Who Decide is an exhibition currently on show at the National Museum in Cardiff which consists are many different artists including Mark Boyle and Dan Rees. The exhibition contained Mayne different types of artwork including paintings, drawings, ceramics, video and mixed media with a range of meanings some of which were personal and others were simple. Dan Rees and Terry Setch are two artist in the exhibition which created their pieces of artwork that are inspired by family memories.
Terry Setch produced an abstract painting using oil on a canvas titled Axminster II. It was inspired by his family Christmas tree and the lights and colours on it. The greens, reds and yellows give a warm calm atmosphere which gives a festive feeling to the work and is well suited to this time of year. If there was no written definition of the piece it could be interpreted as flowers or countryside or possibly fireworks. As the exhibition states ‘who decides’ what is art, the interpretation of the pieces of art in this show can be of a variety depending on each person.
Dan Rees is another artist in the show who produced a piece based on personal memory titled Art Painting. It was inspired by his grandmothers home in Swansea. The description of the work then asks the audience what their earliest memories of home are which got me thinking… my earliest memories of home are chaos, animals and laughter. I grew up in a crazy family with many animals and older siblings who typically treated me as the baby my whole life. I have loved my upbringing with the ups and downs.
Mark Boyle and Joan Hills exhibited the Liverpool Dock Series which was a collection of pieces from their travels. The pieces of captions of earth recreated using mixed media. I have known the Boyle Family’s work for a few years and used them as inspiration during my GCSE and A Levels because they created very textural realistic works.
The exhibition had an area near the beginning which allowed the visiting audience to vote on what was exhibited in the gallery by writing the number of the piece down on a piece of paper along with a comment explains why you would wanted it to be shown.
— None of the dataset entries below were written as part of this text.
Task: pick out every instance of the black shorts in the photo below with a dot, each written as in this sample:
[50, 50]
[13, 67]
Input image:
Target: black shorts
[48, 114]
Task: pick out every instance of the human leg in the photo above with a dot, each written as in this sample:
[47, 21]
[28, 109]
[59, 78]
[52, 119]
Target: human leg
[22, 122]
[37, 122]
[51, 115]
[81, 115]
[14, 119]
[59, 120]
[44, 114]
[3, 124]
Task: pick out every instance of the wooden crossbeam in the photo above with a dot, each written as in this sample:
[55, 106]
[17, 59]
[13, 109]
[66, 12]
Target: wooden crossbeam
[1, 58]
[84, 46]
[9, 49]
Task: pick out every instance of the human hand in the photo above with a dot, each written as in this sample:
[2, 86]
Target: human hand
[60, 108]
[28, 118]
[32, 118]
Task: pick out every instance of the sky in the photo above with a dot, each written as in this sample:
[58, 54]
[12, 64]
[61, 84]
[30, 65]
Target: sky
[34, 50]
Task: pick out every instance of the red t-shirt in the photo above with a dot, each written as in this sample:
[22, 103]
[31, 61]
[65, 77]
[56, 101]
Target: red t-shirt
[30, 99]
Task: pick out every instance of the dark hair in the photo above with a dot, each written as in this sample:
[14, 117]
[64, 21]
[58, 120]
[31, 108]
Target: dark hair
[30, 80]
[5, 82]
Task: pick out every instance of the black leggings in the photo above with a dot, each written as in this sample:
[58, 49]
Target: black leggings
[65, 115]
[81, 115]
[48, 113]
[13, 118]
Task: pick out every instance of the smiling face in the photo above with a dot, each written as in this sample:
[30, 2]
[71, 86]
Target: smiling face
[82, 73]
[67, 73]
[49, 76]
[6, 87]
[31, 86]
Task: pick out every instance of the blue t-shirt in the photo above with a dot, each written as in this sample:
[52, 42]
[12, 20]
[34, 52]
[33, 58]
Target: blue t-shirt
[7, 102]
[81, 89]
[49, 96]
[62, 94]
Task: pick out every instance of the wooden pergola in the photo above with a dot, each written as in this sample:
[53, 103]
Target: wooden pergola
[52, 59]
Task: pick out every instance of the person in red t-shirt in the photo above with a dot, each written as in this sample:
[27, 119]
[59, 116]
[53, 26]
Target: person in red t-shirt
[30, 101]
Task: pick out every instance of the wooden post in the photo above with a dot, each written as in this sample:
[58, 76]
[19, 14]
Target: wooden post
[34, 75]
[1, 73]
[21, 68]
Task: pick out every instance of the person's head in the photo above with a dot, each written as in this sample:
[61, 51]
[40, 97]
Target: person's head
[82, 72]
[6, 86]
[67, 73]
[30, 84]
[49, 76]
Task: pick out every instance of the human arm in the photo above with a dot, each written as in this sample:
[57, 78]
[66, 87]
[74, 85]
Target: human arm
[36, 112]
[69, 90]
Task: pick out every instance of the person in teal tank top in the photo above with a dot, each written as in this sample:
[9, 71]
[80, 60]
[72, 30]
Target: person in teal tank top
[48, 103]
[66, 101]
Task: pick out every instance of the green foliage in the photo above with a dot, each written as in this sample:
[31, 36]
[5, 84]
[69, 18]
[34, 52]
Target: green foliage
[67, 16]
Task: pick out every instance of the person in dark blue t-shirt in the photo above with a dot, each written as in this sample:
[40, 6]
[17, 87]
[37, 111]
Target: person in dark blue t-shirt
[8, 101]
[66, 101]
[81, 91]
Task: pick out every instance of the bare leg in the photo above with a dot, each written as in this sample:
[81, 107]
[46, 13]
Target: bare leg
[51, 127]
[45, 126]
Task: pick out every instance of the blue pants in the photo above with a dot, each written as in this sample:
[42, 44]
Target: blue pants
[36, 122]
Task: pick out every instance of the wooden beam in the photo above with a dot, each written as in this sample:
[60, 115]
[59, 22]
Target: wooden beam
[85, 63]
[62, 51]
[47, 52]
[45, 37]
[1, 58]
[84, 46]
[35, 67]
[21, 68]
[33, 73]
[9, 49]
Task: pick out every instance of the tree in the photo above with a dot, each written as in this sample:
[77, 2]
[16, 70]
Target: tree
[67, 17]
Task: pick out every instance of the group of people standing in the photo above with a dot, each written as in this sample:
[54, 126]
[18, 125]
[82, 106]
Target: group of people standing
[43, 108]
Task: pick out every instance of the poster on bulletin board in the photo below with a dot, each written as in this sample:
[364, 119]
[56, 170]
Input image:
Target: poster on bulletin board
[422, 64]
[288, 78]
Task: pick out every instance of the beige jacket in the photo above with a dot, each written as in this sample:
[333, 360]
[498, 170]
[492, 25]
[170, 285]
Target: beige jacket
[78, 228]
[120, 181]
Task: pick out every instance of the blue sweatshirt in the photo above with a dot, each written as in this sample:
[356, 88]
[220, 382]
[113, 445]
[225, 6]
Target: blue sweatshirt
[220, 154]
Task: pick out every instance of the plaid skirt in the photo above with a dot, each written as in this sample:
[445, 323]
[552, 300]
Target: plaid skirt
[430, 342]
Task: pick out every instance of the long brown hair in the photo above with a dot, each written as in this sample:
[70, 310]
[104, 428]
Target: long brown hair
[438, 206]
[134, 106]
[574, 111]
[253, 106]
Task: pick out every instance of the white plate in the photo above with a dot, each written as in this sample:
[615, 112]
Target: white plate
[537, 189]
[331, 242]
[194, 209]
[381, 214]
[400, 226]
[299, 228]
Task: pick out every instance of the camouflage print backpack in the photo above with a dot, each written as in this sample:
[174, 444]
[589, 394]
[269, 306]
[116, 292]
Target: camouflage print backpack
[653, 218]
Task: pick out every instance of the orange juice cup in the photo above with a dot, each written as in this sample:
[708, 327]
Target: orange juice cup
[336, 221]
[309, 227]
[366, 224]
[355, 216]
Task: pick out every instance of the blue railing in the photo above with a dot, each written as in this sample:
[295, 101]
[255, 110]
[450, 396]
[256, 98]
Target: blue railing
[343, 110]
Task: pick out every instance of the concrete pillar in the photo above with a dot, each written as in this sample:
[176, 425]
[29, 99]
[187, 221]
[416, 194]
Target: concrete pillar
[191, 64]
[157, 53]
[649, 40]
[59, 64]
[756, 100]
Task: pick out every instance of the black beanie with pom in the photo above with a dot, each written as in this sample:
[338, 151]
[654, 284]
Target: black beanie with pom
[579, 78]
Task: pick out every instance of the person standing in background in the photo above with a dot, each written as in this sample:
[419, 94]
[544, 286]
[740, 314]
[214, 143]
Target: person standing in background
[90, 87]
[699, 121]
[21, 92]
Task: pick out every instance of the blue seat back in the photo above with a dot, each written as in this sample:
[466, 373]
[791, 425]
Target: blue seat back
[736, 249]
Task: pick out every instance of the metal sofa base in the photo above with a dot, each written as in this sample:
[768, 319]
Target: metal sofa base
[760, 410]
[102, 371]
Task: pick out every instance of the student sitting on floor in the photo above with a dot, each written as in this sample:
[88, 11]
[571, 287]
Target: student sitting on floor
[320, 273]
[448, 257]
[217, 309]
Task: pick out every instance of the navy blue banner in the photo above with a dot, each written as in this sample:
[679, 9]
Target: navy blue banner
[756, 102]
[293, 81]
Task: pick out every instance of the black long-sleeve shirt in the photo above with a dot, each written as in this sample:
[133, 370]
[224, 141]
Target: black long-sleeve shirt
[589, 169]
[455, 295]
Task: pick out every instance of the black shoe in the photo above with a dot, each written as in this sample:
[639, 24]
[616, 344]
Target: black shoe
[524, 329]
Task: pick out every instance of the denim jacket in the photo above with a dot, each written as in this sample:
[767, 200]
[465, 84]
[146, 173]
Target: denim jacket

This is the first time I have seen this style of curation and think it is an extraordinary idea because it allows the public to get more involved in the artwork and the gallery especially art students at the local universities. This exhibition was so fascinating and is definitely one of the best I’ve been to because it had a range of people curating the work including everyday people such as a management officer in Cardiff.
I was introduced to the Irish performance artist Jesse Jones at the Arsenale Biennale, Venice this year. She produced a performance piece inspired by the rising movement in Ireland related to the history between the state and the church. She has incorporated the history of witches in 16th century Italy and the movement in Ireland. The piece contains feminism – Tremate Tremate was chanted by housewives in Italy which is the inspiration for the title of this piece.
I was so fascinated by this piece because she used sound and angling of the camera to create different moods and to intimidate the audience. The piece made me think about the women role in society in a different perspective to what I have been exposed to in the past.
Jesse Jones, Tremble Tremble, 2017. Production Image.